Kunjorowesi, 27 Mei 2025 — Pemerintah Desa Kunjorowesi, Kecamatan Ngoro, Kabupaten Mojokerto, menggelar Musyawarah Desa Khusus (Musdesus) dalam rangka pembentukan pengurus Koperasi Desa “Merah Putih”. Musyawarah ini merupakan langkah konkret desa dalam menindaklanjuti arahan pemerintah pusat melalui Instruksi Presiden Republik Indonesia Nomor 9 Tahun 2025 tentang Percepatan Pembentukan Koperasi Desa/Kelurahan Merah Putih.
Acara yang berlangsung di Balai Desa Kunjorowesi ini dibuka langsung oleh Kepala Desa Kunjorowesi, Susi Darsono, dan dihadiri oleh unsur kelembagaan desa dan tokoh masyarakat. Hadir dalam forum tersebut antara lain perangkat desa, Badan Permusyawaratan Desa (BPD), Lembaga Pemberdayaan Masyarakat (LPM), bidan desa, Babinsa, Bhabinkamtibmas, tokoh agama, tokoh masyarakat, karang taruna, staf kecamatan, serta pendamping desa.
Dalam sambutannya, Kepala Desa Susi Darsono menyampaikan bahwa pembentukan koperasi ini merupakan wujud komitmen desa dalam mendorong kemandirian ekonomi masyarakat dan mendukung program nasional.
“Koperasi Merah Putih ini diharapkan menjadi wadah yang mampu menggerakkan ekonomi kerakyatan, memberdayakan UMKM lokal, serta menjawab kebutuhan masyarakat desa secara langsung,” ujar Susi Darsono.
Musyawarah ini sekaligus merupakan tindak lanjut dari kebijakan nasional yang dicanangkan oleh Presiden Prabowo Subianto melalui Instruksi Presiden Nomor 9 Tahun 2025 tentang percepatan pembentukan Koperasi Merah Putih di seluruh desa dan kelurahan se-Indonesia. Inpres tersebut menargetkan terbentuknya 80.000 koperasi di seluruh Indonesia dalam dua tahun ke depan sebagai bagian dari agenda besar menuju Indonesia Emas 2045.
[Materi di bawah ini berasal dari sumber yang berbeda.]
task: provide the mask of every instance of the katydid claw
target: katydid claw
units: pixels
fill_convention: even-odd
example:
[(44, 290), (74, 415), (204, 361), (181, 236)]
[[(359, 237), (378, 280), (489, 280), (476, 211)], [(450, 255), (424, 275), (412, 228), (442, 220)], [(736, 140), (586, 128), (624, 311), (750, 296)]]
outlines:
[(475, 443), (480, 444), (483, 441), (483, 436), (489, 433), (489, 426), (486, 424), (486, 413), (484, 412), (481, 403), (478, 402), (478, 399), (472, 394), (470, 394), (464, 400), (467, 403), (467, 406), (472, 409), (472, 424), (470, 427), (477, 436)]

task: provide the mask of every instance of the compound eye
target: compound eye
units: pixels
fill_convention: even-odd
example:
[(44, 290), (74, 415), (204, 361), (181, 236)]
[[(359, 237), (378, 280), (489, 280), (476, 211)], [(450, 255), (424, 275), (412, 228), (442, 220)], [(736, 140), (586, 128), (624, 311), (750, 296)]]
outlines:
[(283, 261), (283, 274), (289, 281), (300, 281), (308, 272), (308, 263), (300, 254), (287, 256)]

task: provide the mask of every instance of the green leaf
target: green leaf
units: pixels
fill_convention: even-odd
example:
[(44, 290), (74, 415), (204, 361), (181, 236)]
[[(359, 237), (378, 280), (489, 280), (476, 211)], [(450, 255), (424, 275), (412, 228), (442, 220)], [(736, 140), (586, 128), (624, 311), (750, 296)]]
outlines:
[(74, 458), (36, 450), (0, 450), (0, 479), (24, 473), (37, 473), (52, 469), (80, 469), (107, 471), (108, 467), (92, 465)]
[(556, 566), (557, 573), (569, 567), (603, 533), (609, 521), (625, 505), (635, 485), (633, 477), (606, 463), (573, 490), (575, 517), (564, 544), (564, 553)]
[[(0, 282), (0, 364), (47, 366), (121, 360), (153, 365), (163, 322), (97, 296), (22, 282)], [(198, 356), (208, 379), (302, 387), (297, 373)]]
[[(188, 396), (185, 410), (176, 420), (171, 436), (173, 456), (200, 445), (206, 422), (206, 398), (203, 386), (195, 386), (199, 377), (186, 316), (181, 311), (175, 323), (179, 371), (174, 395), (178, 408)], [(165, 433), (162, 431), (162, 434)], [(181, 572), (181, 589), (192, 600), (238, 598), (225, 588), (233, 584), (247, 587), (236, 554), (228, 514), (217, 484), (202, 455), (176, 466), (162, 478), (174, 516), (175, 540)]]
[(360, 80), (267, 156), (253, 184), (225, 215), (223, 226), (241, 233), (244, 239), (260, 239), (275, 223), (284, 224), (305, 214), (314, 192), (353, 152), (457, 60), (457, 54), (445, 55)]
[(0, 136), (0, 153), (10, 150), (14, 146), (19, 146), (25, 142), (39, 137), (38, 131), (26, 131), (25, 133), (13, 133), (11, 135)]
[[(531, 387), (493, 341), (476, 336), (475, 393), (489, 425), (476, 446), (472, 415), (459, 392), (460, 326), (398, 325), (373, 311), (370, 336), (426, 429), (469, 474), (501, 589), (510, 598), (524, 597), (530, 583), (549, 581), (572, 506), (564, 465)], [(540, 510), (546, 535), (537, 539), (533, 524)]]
Dalam Inpres tersebut, pemerintah pusat mendorong koperasi desa untuk menyediakan berbagai layanan, mulai dari simpan pinjam, penyediaan bahan pokok, layanan kesehatan dasar, hingga dukungan logistik untuk pertanian dan UMKM. Dana pendukung koperasi dapat bersumber dari APBN, APBD, Dana Desa, maupun sumber sah lainnya.
Dalam forum Musdesus, peserta bersama-sama menetapkan struktur awal kepengurusan koperasi dan merumuskan tujuan dan bidang usaha koperasi. Musyawarah berjalan secara demokratis, terbuka, dan partisipatif, dengan semangat gotong royong sebagai nilai utama.
Koperasi "Merah Putih" Desa Kunjorowesi diharapkan menjadi koperasi yang mandiri, profesional, dan inklusif—mampu menjawab tantangan ekonomi lokal dan menjadi pilar kesejahteraan masyarakat desa.